Skills/Learning outcomes of the subjectToggle Navigation
This subject is intended to introduce the student of computer science in both the theoretical and practical aspects of robotics. The mathematical apparatus that supports these concepts will be revised superficially.
Among its objectives are:
1) to eview the basic techniques used to control robots and intuitively introduce basic concepts, such as spatial representation and kinematic and dynamic problems
2) to study the structure and basic characteristics of mobile robots
3) to learn how to program mobile robots using advanced software techniques
4) to introduce the problems related to intelligent behaviour and with person-robot communication
The subject is based on five practices that allow applying the theoretical knowledge acquired, and giving an idea of the possibilities and limitations of the robots and their programming
Theoretical and practical contentToggle Navigation
THEORY
Topic 1. Introduction
- Definitions, antecedents and evolution
- Attributes, morphology and fields of application
- Types of robots. Taxonomy
- Computing and Robotics
Topic 2. Hardware and software for robots
- Real-time embedded systems
- Control software
- Simulators
Topic 3. Sensors
- Passive and active sensors characteristics
- Calibration of sensors
- Advanced techniques: sensory perception and fusion
Topic 4. Actuators
- Electric motors
- Transmissions
- Reductions
- PDI control of electric motors
Topic 5. Mobile robots
- Characteristics:
* Structure
* Locomotive system
Behavioural strategies:
* Deliberative, Reagent and Hybrid Systems
Navigation:
* Mapping: Types of maps. Absolute and relative positioning
* Planning: Path planning
* Driving: Track Tracking and Avoidance of Obstacles
Topic 6. Advanced aspects
- Portability of software for robots. ROS
- Multi-robot systems:
* Collaboration
* Social behaviour
* Distributed intelligence
- Human-robot interface
LABORATORIES
In addition to the following practices, students can propose the realization of others of their invention that, once agreed with the teacher and properly specified, will participate in the calculation of the final grade of the subject.

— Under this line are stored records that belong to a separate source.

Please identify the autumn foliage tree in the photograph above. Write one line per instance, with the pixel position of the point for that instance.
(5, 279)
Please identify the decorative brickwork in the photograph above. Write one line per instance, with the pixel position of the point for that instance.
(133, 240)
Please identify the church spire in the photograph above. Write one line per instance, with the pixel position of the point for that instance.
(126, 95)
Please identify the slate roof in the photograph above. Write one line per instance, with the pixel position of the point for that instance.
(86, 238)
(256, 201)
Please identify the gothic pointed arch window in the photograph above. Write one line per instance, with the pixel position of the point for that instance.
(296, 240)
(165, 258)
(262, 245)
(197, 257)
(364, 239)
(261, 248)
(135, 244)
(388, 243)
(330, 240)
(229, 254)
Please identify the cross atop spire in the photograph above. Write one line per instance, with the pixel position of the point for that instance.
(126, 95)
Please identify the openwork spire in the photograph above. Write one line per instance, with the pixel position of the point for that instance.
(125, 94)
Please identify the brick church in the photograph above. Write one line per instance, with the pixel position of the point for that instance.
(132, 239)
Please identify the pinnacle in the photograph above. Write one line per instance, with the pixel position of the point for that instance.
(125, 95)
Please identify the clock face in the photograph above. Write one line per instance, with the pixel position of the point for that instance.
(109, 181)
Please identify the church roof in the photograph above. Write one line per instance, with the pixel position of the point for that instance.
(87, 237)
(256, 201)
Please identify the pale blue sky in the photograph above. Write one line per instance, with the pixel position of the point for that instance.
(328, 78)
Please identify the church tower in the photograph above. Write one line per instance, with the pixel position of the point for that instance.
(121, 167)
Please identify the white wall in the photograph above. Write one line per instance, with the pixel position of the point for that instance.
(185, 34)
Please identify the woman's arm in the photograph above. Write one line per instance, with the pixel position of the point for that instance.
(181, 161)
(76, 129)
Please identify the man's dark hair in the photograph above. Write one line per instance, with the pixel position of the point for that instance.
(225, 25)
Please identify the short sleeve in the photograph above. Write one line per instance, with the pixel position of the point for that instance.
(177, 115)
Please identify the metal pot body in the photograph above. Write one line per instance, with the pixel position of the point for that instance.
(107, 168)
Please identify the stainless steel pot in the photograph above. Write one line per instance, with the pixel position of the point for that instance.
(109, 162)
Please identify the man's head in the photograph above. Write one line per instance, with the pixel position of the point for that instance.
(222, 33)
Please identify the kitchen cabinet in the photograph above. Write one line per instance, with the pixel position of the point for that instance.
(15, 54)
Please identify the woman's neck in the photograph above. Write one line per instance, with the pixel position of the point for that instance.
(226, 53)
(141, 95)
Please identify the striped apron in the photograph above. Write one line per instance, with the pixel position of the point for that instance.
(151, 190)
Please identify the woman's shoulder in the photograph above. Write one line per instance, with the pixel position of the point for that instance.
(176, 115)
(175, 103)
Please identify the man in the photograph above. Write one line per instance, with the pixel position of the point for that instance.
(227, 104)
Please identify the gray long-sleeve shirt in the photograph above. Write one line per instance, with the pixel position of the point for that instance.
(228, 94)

Laboratory 1. Introduction to hardware and software used in mobile robotics laboratories
o Raspberry Pi 2, iRobot, BAM (Bluetooth Adapter Module)
o PuTTY, NetBeans, iRobot Create, iRobot Framework
Laboratory 2. Calibration of the iRobot sensors
Laboratory 3. Navigation by dead reckoning
Laboratory 4. Navigation by means of marks and avoidance of obstacles
Laboratory 5. Navigation in a labyrinth: Planning and driving
MethodologyToggle Navigation
This subject is completely developed in the Robotics Laboratory of the Faculty of Computing of the UPV / EHU. The objective is to combine the theoretical presentations with the laboratory practices. Each subject presented and developed in class is accompanied by a laboratory practice in which the proposals presented theoretically are applied.
The written and oral presentation of the results of each of the practices allows a detailed follow-up of the progress of each student.
Most of the practices take place during class hours, but students have access to the laboratory outside of class hours, to complete the practices that have not ended in class or to develop their own proposals.
Assessment systemsToggle Navigation
- Continuous Assessment System
- Final Assessment System
- Tools and qualification percentages:
- Los porcentajes y tipos de evaluación se especifican en los apartados posteriores (%): 100
Ordinary Call: Orientations and DisclaimerToggle Navigation
Although the practices are carried out in pairs, the final evaluation is individual. To recognize the participation of each student to the group work, personal interviews and an examination of knowledge acquired in the practices will be carried out.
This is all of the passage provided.